What is Blue Galaxy?
It’s a project, it’s a community, it’s a movement within and beyond IBM.  The best part of IBM is the people — the technical experts and practitioners across IBM.  The Blue Galaxy mission is enabling and unleashing the knowledge, passion, and enthusiasm of the IBM technical community, across all brands and disciplines, and from across the globe, to reach out and engage the world’s practitioners.  Whether it be via events, content, or social media networks, the goal is simple – develop relationships, learn from our audience, and show our expertise.

It’s not about messaging
It’s about the power of connections, with a small c.  It’s people connecting with people via social media: IBMers, IBM Alumni, IBM Business Partners, clients, prospective clients, and the merely curious.
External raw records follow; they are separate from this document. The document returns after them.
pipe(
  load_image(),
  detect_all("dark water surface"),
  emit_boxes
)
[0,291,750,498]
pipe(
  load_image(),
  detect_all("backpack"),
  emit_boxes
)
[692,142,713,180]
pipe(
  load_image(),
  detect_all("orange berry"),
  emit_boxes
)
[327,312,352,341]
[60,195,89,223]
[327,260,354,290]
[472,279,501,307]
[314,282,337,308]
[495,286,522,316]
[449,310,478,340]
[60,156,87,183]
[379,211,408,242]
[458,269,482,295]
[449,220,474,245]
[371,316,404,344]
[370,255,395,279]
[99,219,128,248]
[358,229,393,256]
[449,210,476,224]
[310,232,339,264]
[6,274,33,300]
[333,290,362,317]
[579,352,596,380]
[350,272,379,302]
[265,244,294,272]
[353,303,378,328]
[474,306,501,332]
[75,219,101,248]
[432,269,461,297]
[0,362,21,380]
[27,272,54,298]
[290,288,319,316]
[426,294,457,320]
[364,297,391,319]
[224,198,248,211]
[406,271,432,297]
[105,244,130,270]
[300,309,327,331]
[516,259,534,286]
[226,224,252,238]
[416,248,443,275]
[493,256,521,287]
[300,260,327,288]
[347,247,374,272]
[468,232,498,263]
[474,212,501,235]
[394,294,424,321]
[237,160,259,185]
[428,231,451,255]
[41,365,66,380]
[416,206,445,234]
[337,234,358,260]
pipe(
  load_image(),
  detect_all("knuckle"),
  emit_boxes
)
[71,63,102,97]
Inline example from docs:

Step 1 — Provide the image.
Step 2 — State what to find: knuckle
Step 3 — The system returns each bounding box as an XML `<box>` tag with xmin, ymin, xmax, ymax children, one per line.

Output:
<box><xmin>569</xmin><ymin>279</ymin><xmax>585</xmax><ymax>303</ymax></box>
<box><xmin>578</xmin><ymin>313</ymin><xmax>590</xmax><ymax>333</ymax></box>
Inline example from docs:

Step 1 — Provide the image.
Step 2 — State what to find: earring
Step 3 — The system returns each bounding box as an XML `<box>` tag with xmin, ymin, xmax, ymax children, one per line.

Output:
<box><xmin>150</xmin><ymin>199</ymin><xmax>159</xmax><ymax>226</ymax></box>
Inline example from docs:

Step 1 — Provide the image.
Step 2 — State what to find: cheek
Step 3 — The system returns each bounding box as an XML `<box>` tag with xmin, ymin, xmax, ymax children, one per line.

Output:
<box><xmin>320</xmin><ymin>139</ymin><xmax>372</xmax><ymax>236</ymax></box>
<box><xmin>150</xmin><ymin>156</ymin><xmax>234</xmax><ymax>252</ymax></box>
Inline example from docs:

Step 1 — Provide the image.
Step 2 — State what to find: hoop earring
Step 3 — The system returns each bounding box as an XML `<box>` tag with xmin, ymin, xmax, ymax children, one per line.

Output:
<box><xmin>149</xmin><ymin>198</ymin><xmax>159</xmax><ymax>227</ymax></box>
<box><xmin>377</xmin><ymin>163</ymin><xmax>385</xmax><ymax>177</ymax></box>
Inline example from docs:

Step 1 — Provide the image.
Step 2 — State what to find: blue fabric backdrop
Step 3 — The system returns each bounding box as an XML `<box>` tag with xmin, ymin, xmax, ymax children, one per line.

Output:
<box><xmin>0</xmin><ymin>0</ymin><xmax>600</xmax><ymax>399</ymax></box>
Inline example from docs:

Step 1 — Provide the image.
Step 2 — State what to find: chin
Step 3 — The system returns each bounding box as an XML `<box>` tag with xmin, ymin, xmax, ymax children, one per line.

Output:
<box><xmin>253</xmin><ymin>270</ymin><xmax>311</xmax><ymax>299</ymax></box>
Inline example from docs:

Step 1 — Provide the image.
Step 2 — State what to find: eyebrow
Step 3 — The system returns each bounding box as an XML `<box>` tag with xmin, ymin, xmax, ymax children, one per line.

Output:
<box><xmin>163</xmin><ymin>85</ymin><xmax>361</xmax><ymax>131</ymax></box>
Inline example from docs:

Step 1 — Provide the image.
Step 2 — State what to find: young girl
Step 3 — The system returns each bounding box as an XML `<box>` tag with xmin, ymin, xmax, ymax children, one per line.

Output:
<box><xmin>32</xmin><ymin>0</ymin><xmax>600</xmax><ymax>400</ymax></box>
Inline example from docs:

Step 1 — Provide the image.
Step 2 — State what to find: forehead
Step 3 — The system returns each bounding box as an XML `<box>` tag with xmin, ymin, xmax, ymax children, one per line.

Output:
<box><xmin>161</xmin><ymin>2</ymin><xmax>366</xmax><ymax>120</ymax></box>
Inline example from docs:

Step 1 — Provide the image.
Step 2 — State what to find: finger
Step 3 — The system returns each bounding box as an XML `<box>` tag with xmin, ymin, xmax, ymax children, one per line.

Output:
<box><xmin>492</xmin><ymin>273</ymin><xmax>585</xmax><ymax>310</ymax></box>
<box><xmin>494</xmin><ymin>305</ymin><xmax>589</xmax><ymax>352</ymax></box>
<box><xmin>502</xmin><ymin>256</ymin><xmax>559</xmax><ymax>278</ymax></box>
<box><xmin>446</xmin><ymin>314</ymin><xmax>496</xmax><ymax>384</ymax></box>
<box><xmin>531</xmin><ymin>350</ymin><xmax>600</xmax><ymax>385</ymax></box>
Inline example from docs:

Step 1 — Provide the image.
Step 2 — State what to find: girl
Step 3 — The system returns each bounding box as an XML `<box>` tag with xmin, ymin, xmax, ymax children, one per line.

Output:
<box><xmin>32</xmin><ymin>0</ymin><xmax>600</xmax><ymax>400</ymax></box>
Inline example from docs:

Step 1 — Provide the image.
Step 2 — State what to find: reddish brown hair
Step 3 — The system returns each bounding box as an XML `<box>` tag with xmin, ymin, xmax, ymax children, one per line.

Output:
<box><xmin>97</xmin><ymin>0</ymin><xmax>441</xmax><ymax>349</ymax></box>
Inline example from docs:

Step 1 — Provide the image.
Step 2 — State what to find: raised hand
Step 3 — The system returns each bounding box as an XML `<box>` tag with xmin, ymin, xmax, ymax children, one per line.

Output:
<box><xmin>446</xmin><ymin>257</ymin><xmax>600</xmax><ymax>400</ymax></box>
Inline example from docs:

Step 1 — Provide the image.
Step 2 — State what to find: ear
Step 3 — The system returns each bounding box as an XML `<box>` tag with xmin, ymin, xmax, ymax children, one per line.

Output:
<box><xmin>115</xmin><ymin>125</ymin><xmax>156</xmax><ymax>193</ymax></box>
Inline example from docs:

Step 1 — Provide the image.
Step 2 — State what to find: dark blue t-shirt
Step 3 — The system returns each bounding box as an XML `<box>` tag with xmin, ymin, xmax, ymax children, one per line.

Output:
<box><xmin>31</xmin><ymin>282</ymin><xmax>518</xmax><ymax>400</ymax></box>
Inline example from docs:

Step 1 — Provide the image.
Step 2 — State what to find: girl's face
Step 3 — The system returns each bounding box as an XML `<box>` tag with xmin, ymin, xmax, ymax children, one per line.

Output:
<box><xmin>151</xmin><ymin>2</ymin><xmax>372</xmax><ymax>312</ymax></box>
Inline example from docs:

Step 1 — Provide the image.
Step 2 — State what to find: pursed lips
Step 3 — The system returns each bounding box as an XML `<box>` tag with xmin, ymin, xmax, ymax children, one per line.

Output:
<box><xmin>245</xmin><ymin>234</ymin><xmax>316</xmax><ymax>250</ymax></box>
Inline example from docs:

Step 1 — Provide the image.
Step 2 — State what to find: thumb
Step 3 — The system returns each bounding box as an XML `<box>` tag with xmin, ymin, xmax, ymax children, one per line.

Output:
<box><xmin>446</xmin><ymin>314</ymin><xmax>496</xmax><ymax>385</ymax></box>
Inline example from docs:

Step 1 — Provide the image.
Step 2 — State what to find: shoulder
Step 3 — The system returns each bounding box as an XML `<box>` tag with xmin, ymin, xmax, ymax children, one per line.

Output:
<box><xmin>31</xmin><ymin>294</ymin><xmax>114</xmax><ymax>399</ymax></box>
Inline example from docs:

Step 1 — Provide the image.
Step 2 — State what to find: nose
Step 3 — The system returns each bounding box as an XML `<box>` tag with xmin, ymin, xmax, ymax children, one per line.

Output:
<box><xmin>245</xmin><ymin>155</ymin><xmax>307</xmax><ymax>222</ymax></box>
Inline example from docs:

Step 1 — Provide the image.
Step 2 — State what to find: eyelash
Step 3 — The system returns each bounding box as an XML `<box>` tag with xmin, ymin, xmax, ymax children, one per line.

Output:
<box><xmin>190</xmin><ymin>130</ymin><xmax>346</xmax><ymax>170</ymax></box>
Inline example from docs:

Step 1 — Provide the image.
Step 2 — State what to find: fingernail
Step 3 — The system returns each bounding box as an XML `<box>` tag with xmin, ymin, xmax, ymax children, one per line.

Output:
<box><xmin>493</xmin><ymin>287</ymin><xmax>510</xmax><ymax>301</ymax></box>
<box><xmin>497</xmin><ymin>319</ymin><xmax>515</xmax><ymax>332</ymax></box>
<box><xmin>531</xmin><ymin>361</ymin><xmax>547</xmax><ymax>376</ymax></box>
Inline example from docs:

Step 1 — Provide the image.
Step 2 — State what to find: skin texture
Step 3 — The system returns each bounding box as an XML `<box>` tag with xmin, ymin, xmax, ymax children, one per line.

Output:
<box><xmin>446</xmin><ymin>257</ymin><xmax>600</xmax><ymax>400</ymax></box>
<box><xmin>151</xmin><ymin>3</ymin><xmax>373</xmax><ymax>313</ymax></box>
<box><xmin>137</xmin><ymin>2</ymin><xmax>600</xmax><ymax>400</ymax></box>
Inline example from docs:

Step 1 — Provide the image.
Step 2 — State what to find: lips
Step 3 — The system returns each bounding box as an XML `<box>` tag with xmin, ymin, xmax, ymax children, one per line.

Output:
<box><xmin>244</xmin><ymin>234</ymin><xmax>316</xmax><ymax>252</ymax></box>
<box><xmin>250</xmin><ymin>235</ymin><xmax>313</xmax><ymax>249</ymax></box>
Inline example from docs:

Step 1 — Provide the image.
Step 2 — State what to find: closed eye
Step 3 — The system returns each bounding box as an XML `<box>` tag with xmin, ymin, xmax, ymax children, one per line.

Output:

Our goal is to help you to build those connections in social networks, growing your digital eminence, sharing knowledge, and becoming part of the larger conversation that is already occurring.

It’s about you
It’s about sharing your voice, your thoughts, your content, your work, and your ideas with other developers, inside and outside of IBM.  Developers trust the opinions of other developers.  By connecting with developers, you have the ability to shape their opinions and thoughts about IBM products and services.  You are in charge of your digital social presence, and the difference it makes for both your personal goals and the goals of IBM. Growing your digital eminence, sharing your knowledge, expanding your network both inside and outside of IBM…. the actions you take now will have long-lasting positive effects on your career.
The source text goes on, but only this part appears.